In recent months, we have consistently written about the exciting developments in the artificial intelligence space, specifically as it pertains to large language models. ChatGPT, and large language models writ large, offer an exciting opportunity for companies to efficiently build exciting new offerings for customers. ChatBots, audio processing, and improved search are some of the most common implementations we have seen across the marketplace, and we have built some for our clients.
With the release of OpenAI’s public suite of models has come a predictable, and much deserved, hype cycle. The access and price point of these models has opened a field of artificial intelligence to the public that has primarily been reserved for highly specialized and highly capitalized experts. This hype cycle has not come without externalities, as we often see companies searching to use large language models for problems that do not require that level of horsepower.
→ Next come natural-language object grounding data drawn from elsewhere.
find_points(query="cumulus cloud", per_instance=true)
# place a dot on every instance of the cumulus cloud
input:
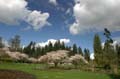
(54, 2)
(14, 11)
(38, 19)
(95, 15)
(43, 44)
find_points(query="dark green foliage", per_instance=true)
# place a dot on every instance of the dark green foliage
(1, 43)
(118, 53)
(98, 53)
(87, 54)
(15, 43)
(74, 51)
(80, 51)
(109, 54)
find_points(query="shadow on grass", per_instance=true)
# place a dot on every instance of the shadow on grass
(114, 76)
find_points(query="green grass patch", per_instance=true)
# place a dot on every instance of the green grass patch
(54, 73)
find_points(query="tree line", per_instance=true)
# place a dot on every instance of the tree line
(36, 51)
(108, 55)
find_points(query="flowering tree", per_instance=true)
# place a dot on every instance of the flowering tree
(55, 57)
(77, 59)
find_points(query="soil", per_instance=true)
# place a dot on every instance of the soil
(12, 74)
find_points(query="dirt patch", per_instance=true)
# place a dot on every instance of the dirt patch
(12, 74)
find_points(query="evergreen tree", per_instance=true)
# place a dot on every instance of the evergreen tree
(74, 51)
(80, 51)
(87, 54)
(1, 43)
(109, 55)
(118, 54)
(50, 47)
(15, 43)
(98, 50)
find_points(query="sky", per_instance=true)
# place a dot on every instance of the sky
(71, 21)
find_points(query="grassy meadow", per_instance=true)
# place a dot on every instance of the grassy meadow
(54, 73)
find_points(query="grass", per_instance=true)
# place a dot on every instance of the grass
(54, 73)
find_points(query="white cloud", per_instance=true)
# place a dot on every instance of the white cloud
(38, 19)
(43, 44)
(95, 15)
(54, 2)
(14, 11)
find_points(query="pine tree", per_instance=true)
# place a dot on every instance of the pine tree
(80, 51)
(87, 54)
(109, 55)
(15, 43)
(74, 49)
(1, 43)
(98, 50)
(118, 54)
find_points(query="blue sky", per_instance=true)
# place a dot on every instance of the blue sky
(76, 20)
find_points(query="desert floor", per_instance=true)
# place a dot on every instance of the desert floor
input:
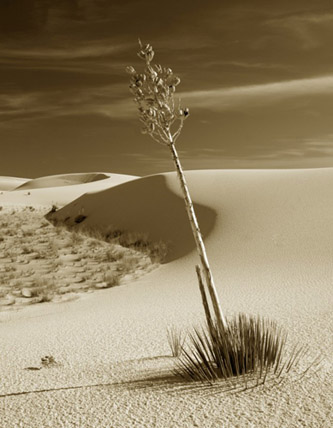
(269, 238)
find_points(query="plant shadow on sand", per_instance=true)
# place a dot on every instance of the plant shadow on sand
(145, 206)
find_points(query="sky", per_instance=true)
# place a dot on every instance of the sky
(257, 77)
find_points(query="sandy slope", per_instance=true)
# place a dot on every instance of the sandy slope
(10, 183)
(269, 236)
(63, 180)
(60, 189)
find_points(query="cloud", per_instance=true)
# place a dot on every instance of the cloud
(88, 50)
(250, 96)
(309, 28)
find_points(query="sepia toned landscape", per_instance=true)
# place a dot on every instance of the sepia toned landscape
(271, 255)
(166, 237)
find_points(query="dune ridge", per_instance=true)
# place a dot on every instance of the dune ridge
(269, 239)
(63, 180)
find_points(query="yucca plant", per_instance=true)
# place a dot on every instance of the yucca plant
(176, 340)
(244, 346)
(248, 348)
(162, 119)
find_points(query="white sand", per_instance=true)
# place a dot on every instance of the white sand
(10, 183)
(60, 189)
(269, 237)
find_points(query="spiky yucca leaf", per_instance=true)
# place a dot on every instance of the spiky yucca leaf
(246, 346)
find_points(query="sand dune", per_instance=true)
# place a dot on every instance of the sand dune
(266, 218)
(269, 237)
(10, 183)
(60, 189)
(63, 180)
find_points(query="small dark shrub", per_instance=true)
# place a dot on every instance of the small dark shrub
(247, 346)
(80, 218)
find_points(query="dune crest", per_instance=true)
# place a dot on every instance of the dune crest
(147, 206)
(10, 183)
(63, 180)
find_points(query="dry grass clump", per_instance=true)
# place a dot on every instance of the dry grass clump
(176, 340)
(248, 348)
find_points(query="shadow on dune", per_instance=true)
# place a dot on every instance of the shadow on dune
(145, 206)
(62, 180)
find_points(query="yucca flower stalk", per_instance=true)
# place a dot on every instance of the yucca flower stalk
(162, 118)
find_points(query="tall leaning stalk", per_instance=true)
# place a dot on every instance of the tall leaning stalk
(154, 90)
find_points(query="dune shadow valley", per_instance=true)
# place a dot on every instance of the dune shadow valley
(99, 297)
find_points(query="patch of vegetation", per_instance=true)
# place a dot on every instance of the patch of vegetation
(247, 347)
(176, 341)
(80, 218)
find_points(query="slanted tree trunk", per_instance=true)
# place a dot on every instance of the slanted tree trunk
(198, 237)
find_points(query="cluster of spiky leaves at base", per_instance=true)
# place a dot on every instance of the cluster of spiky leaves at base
(154, 90)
While large language models and neural networks are easier and cheaper to implement than ever before, traditional machine learning models and old fashioned linear models are still cheaper, easier to implement, and often more effective. I could butter my toast with a saw. It will likely get people at the dinner table to look at me, but it is also difficult to manipulate, it might break, and it may or may not butter my toast properly. A butter knife is likely a better choice here, even if it isn’t as loud and does not get the entire dinner table to look my way. This is to say, just because we can, does not always mean we should.
When working with clients, we often work our way up the ladder of complexity instead of down the ladder. Given the excitement around large language models, we see many companies looking to large language models as the place to begin. Instead, we look at it as a place to finish, when we have exhausted other options. Simple approaches allow clients to maintain low cost models and go to market quickly. Only when convinced a simpler approach does not work, do we move up the ladder of complexity and cost. As enticing as it might be to add “LLM” to an investor deck, it is not the tool for every job, and certainly not the most efficient one. Traditional linear models and machine learning techniques are not obsolete as a result of LLMs.
In general, when given tabular data with a concrete dependent variable, more traditional approaches often offer better results. Why is that? Traditional modeling approaches are specifically designed such that when given a structured set of predictors X for a given outcome Y, we can predict Y in the future. LLMs, on the other hand, are specifically designed to handle unstructured sets of language, hence the name large language models. They are specifically designed to predict the next word when given a phrase. For instance, an LLM could easily predict that the next word in the phrase “the quick brown fox jumped over the lazy” will be “dog”. In practice, this is how large language models are useful in content creation and other more open ended problems.
This is not to say we do not love OpenAI, large language models, and their explosion in the last year. We view them as a wonderful addition to the suite of tools already at the disposal of a gifted data scientist or data engineer. They have not completely replaced the tool set. We have embraced the new tool and will continue to do so, but will not be neglecting the tried and true methods of modeling that are leaner, cheaper, and in many instances, more effective.